Military Eras: Top 5 U.S. WWII Collectibles

Most would agree that World War II militaria is the most popular military era to collect, and fortunately, “out of the woodwork” WWII items continue to surface from estates. WWII militaria initially emerged as a collecting hobby shortly after soldiers returned from Europe with Third Reich souvenirs, particularly medals, guns, and headgear. As demand for German WWII collectibles increased, the hobby evolved from blue-collar to white-collar. As with any collecting circle, when items start selling for serious money opportunists enter the scene with fakes and begin to infect the hobby. The surge in German fakes, coupled with skyrocketing prices, resulted in many collectors turning to U.S. militaria as a safer, more affordable option, and U.S. items once considered “surplus” have become legitimate collectibles. Popular areas include:

M1 Garand

M1 Garand

1. Firearms: Military firearms have always been in high demand with crossover appeal to both militaria and gun collectors. Many collectors not only focus on particular models—like the M1 Garand, M1 Carbine, 1911A1 pistol and Springfield 1903—but also the various contractors for each weapon. The Holy Grail is to find a weapon that has all original finish and all original parts from the factory. Most WWII era weapons today have replaced parts, so original examples command a premium. A WWII-dated M1 Garand refurbished with postwar parts brings around $650, whereas an original WWII M1 Garand sells for more than $2000 if you can find one!

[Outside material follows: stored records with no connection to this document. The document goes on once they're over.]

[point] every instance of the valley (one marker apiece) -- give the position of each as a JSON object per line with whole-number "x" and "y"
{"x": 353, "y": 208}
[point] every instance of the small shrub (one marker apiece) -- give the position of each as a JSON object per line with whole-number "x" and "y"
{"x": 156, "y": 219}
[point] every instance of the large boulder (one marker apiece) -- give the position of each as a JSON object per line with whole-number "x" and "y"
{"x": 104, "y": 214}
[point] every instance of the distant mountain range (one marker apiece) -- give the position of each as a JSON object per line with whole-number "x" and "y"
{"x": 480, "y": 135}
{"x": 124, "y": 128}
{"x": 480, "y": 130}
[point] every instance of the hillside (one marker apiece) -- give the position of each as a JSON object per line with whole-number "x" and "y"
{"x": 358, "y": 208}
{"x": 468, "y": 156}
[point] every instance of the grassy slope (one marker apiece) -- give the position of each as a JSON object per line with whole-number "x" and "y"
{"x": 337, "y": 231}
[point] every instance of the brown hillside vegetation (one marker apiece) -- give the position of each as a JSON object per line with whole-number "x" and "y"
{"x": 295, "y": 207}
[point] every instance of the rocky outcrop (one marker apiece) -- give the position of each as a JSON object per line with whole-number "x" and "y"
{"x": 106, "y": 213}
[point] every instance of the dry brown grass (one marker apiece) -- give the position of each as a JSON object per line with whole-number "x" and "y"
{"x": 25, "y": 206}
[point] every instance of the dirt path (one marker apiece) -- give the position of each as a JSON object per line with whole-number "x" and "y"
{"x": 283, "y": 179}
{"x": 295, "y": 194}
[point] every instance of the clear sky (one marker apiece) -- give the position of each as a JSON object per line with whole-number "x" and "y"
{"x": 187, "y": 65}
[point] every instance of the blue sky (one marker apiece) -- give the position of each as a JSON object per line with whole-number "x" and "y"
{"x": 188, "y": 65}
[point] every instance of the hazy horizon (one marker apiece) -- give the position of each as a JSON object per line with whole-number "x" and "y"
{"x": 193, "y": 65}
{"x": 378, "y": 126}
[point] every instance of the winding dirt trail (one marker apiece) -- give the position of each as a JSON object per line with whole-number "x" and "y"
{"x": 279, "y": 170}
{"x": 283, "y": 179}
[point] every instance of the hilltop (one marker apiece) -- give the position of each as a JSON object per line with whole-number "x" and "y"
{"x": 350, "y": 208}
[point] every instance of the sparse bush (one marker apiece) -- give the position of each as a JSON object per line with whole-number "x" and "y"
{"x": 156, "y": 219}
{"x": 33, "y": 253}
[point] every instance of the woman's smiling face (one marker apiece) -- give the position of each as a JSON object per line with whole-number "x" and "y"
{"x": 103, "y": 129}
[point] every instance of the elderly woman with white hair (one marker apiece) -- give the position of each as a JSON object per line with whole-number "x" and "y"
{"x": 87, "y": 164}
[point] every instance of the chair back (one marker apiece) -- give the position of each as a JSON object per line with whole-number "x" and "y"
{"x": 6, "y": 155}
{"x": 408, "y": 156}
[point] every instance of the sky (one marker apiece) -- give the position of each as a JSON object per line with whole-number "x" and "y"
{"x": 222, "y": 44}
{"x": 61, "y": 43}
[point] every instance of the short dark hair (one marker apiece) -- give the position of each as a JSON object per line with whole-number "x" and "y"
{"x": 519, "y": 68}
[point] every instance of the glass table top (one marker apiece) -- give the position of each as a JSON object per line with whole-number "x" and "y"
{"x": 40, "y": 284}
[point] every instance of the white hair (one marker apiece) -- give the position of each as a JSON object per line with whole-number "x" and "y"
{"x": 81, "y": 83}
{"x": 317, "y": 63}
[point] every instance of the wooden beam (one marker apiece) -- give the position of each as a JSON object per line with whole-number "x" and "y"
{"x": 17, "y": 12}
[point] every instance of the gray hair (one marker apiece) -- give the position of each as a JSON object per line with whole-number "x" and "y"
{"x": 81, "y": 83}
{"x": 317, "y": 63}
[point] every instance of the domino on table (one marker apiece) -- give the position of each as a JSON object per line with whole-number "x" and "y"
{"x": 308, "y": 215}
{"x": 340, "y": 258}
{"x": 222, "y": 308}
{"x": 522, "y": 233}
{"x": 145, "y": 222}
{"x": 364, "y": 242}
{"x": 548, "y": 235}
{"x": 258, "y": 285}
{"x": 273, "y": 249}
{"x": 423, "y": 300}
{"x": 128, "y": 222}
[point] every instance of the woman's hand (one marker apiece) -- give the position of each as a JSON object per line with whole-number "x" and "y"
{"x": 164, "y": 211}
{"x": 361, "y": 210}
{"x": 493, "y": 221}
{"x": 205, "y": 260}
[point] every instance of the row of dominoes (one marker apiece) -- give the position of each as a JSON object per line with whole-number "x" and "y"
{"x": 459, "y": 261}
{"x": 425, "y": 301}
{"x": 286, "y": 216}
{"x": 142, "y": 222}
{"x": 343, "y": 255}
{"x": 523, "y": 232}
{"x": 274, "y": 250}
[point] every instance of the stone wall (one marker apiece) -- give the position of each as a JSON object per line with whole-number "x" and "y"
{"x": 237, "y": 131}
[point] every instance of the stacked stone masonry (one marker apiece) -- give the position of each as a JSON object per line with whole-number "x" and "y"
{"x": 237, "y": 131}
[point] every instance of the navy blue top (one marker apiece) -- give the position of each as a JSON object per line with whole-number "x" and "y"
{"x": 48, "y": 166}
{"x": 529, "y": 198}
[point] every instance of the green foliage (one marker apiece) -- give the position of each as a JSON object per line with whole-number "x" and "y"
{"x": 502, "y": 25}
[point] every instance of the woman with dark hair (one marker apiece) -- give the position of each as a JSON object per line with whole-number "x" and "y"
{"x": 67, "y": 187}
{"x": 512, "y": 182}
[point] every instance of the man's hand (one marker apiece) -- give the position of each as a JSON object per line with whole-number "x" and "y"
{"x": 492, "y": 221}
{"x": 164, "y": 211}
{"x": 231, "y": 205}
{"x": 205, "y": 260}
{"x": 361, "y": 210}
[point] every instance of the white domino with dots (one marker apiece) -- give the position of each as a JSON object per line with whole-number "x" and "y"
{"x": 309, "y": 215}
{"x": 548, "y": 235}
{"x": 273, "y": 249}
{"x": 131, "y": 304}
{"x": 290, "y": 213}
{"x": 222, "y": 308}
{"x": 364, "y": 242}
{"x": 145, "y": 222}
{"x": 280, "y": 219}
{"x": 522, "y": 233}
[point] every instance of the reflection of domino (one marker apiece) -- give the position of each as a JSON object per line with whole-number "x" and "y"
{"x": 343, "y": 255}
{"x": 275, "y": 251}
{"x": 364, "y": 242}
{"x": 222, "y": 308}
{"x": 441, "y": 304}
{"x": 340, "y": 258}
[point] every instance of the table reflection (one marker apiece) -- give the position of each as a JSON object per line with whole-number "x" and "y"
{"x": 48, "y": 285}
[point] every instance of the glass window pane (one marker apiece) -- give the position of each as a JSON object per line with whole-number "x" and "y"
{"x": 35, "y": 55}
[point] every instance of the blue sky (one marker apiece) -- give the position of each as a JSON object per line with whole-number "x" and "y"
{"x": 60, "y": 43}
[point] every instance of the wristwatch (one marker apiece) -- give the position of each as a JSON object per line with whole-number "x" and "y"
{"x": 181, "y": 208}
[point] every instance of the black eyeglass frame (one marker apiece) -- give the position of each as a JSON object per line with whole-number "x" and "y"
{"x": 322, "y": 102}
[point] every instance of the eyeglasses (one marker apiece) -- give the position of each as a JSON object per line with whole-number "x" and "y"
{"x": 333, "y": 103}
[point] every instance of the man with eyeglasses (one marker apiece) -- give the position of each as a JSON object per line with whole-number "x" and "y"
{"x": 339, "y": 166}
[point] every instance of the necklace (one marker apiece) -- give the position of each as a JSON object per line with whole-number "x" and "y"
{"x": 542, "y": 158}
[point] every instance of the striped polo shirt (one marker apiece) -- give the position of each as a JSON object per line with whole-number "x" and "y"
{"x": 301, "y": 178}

2. Groups: A group (or grouping) is a collection of items attributed to one veteran. Groups may contain uniform items, medals, helmet, dog tags, photos, and paperwork—including discharge, general orders and other ephemera. These items establish provenance, which greatly increases historical and collecting value. Items without provenance are worth no more than the sum of the parts. For examples of collecting groups, read: “Always a Marine: Reuniting History with a Collectible Uniform” and “Hearing the Veteran’s Story.”

3. Headgear: Military headgear is very popular because it displays well, with many types and variations to acquire. The price range accommodates anyone’s budget, with an infantry piped overseas cap selling for $5 to a named M2 “D-bale” airborne helmet selling for more than $12,000. Most militaria collectors have a soft spot for headgear, which is why it sells well.

Purple Heart medal with ribbon bar and lapel button.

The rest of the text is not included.